Analyzing RENDER’s 11% surge: Is the momentum sustainable?

ambcryptoPublicado a 2026-04-03Actualizado a 2026-04-03

Resumen

Render (RENDER) surged 11.23% to $1.91, reaching a three-week high, with trading volume rising 48% to $81.5 million. Derivatives data showed strong bullish sentiment, as Open Interest increased by 21% to $60 million and the Long/Short Ratio rose to 1.28, indicating dominant long positions. However, spot netflow turned positive at $460k, suggesting increased selling pressure as profit-taking resumed. Technical indicators like the RSI at 64 and positive DMI signal strong upward momentum, but if profit-taking intensifies, RENDER could retrace to the $1.6 support level. Breaking the $2 resistance is possible if bullish conditions persist.

Render [RENDER] continued with its bullish streak, breaking out of the recent downtrend and summiting a three-week high of $1.92.

As of this writing, RENDER traded at $1.91, up 11.23% on the daily charts, adding to its 6% weekly gains. Over the same period, the altcoin’s volume rose 48% to $81.5 million, reflecting increased market participation.

RENDER speculators take hold of the market

While the market continued to suffer from reduced liquidity, RENDER has shown solid strength, consistent with active market participation.

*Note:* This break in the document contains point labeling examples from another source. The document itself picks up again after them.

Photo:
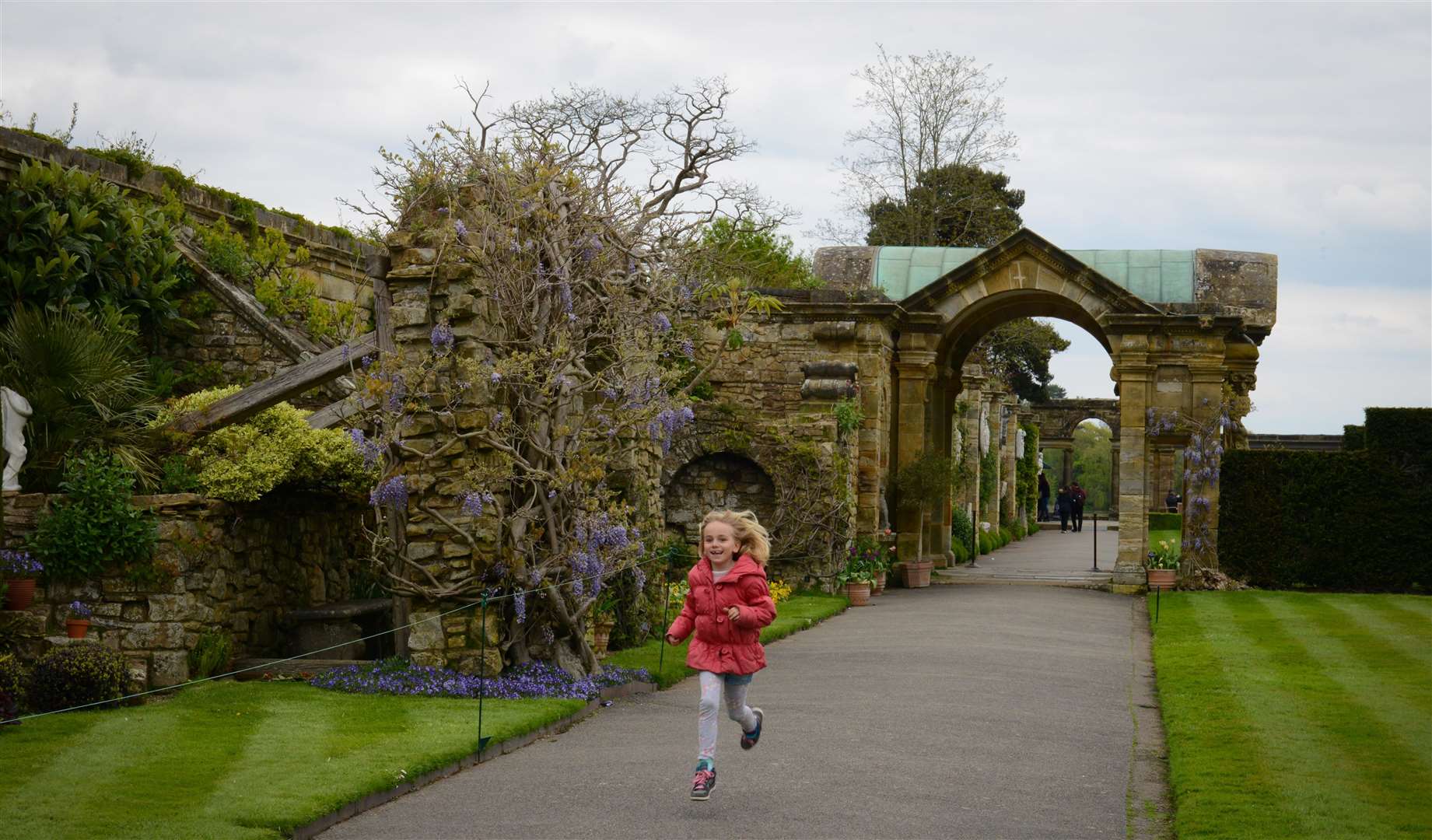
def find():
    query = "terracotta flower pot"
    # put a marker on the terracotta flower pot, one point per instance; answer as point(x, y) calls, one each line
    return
point(20, 593)
point(602, 637)
point(1163, 579)
point(917, 574)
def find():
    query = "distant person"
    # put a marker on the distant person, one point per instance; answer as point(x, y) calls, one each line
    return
point(1045, 499)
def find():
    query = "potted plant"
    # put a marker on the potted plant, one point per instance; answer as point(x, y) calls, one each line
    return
point(1163, 565)
point(603, 620)
point(78, 625)
point(921, 482)
point(855, 579)
point(19, 570)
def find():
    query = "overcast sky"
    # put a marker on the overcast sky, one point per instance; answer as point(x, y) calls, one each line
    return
point(1302, 131)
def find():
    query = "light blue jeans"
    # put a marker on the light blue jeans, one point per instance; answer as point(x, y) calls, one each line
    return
point(734, 688)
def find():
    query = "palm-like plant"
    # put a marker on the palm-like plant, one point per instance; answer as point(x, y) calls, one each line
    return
point(85, 384)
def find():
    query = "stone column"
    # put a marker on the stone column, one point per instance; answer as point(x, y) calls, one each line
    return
point(1010, 418)
point(916, 371)
point(1113, 481)
point(1134, 385)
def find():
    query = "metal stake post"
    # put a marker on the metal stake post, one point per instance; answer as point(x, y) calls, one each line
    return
point(666, 610)
point(481, 683)
point(1096, 541)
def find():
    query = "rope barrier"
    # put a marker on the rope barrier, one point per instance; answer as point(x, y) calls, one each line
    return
point(481, 604)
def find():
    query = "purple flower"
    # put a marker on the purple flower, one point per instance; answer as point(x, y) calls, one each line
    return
point(441, 338)
point(19, 564)
point(390, 492)
point(369, 448)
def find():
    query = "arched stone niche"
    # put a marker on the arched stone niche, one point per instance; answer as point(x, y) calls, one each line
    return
point(716, 480)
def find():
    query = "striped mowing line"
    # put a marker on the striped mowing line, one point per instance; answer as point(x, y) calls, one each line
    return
point(1392, 688)
point(1346, 772)
point(1205, 724)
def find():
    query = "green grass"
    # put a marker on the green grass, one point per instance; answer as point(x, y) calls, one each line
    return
point(1295, 715)
point(792, 616)
point(235, 759)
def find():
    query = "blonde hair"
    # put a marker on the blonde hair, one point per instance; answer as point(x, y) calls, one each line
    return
point(751, 534)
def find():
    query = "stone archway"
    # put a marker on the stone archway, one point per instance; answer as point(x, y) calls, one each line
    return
point(716, 480)
point(1178, 355)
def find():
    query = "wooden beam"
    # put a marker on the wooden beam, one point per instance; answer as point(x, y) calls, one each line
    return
point(248, 308)
point(279, 387)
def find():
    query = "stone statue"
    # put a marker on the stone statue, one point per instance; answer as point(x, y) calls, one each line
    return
point(15, 410)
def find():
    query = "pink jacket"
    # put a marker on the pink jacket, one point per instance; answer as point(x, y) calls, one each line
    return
point(720, 644)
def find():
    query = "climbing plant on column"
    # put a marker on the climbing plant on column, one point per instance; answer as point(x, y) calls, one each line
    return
point(563, 322)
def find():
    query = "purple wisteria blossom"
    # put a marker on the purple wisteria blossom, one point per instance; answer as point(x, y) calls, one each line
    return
point(441, 338)
point(369, 448)
point(19, 564)
point(390, 492)
point(520, 681)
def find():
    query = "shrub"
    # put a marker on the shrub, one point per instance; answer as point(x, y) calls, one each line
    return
point(78, 674)
point(85, 383)
point(1166, 521)
point(1398, 429)
point(211, 654)
point(95, 528)
point(76, 240)
point(15, 677)
point(1295, 518)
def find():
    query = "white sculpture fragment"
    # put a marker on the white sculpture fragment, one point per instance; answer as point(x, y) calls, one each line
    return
point(15, 411)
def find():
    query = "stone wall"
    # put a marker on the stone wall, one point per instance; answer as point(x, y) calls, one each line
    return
point(236, 567)
point(224, 348)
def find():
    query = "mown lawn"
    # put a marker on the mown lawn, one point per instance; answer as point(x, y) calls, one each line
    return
point(1295, 715)
point(235, 759)
point(792, 616)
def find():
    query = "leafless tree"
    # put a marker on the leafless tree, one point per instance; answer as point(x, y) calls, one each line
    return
point(927, 112)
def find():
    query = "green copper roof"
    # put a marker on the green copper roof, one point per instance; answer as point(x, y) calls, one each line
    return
point(1159, 277)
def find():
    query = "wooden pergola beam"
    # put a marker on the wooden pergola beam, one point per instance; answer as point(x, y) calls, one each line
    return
point(279, 387)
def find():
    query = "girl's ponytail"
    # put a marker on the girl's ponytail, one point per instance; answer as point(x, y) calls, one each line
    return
point(748, 530)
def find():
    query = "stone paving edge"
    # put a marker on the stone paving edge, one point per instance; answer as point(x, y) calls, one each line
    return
point(470, 760)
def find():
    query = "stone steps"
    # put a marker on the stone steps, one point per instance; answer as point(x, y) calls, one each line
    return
point(288, 669)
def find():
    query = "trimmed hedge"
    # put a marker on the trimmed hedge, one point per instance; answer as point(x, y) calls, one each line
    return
point(1326, 520)
point(1398, 429)
point(1166, 521)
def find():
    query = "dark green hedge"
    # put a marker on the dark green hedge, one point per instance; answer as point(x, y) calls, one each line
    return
point(1326, 520)
point(1398, 429)
point(1164, 521)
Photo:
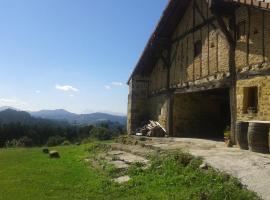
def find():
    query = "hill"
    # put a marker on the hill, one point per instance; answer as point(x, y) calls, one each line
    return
point(63, 115)
point(14, 116)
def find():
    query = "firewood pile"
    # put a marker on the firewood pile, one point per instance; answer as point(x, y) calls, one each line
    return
point(152, 129)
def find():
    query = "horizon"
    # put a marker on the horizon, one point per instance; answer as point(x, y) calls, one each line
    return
point(3, 108)
point(75, 56)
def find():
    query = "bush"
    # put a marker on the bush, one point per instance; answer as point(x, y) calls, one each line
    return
point(25, 142)
point(66, 143)
point(11, 143)
point(101, 133)
point(55, 140)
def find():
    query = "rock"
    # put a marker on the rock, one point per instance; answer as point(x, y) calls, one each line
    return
point(45, 150)
point(122, 179)
point(203, 166)
point(152, 129)
point(54, 154)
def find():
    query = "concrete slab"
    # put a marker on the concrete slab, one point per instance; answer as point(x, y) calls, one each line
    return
point(252, 169)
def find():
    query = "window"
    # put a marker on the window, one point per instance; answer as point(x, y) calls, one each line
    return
point(250, 103)
point(241, 30)
point(197, 48)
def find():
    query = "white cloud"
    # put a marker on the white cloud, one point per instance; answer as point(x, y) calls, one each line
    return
point(13, 103)
point(107, 87)
point(118, 84)
point(66, 88)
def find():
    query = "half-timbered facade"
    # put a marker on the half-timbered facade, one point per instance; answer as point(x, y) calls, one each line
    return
point(206, 66)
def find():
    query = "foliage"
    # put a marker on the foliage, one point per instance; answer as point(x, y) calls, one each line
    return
point(101, 133)
point(171, 176)
point(25, 142)
point(55, 140)
point(66, 142)
point(38, 134)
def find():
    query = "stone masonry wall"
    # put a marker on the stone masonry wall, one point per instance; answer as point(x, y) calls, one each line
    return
point(263, 84)
point(137, 100)
point(197, 115)
point(158, 109)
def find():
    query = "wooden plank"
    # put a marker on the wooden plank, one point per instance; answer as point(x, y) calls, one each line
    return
point(211, 19)
point(248, 36)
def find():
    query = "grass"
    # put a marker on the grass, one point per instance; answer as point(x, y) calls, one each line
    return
point(27, 174)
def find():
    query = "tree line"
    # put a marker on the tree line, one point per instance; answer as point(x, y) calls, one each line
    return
point(28, 135)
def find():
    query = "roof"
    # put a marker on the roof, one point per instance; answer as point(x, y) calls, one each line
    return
point(171, 16)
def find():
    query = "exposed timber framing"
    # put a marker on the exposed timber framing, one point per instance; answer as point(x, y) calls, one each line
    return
point(229, 33)
point(211, 19)
point(248, 34)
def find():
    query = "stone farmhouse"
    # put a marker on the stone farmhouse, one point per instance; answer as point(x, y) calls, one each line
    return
point(205, 67)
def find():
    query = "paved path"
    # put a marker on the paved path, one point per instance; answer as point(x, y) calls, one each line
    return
point(252, 169)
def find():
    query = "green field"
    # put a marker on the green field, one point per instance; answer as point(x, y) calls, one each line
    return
point(27, 174)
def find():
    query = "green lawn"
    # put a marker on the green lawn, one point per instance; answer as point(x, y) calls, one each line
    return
point(27, 174)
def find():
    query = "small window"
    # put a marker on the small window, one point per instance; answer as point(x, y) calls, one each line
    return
point(250, 100)
point(197, 48)
point(241, 30)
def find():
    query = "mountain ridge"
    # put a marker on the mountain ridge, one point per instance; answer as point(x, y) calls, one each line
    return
point(72, 118)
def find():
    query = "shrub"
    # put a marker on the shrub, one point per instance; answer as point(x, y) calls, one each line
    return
point(11, 143)
point(55, 140)
point(66, 143)
point(25, 142)
point(101, 133)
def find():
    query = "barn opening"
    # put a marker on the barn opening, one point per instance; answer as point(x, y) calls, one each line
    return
point(201, 114)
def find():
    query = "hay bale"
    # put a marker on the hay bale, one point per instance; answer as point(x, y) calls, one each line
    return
point(54, 154)
point(45, 150)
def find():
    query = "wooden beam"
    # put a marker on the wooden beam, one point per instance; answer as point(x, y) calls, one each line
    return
point(211, 19)
point(202, 16)
point(248, 36)
point(263, 34)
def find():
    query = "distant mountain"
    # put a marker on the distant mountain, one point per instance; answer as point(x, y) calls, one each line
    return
point(14, 116)
point(59, 114)
point(7, 107)
point(63, 115)
point(9, 114)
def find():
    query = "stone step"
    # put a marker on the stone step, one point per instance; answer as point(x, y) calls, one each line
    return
point(126, 157)
point(122, 179)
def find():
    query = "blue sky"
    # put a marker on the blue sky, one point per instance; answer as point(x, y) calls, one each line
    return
point(72, 54)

On the derivatives side in particular, RENDER has experienced sustained demand for Futures positions. CoinGlass data showed that altcoin Open Interest rose 21% to $60 million, while derivatives volume climbed 35% to $128 million.

Source: CoinGlass

Such a jump in OI and Volume showed increased Futures market participation and steady capital inflows. In fact, over $9 million flowed into the futures positions over the past eight hours as of the 3rd of April.

Meanwhile, the altcoin’s Long/Short Ratio rose to 1.28, signaling a higher demand for long positions. As such, longs accounted for 56%, while shorts accounted for 43% of the total Futures positions.

Source: Coinalyze

When longs dominate, it suggests that most participants were bullish and aggressively positioned for more gains.

Profit takers return to the market

With RENDER reaching a three-week high, holders who have been underwater rushed to cash out.

Looking at exchange activity, Spot Netflow turned positive after being negative for two consecutive days. At press time, Netflow was $460k, a significant reversal from -$507 the previous day.

Source: CoinGlass

A positive netflow implied that the market saw more sellers than buyers. Such a shift in market behavior has historically weakened the market and led to pullbacks. Thus, extended profit realization could threaten recent gains and cause another slip.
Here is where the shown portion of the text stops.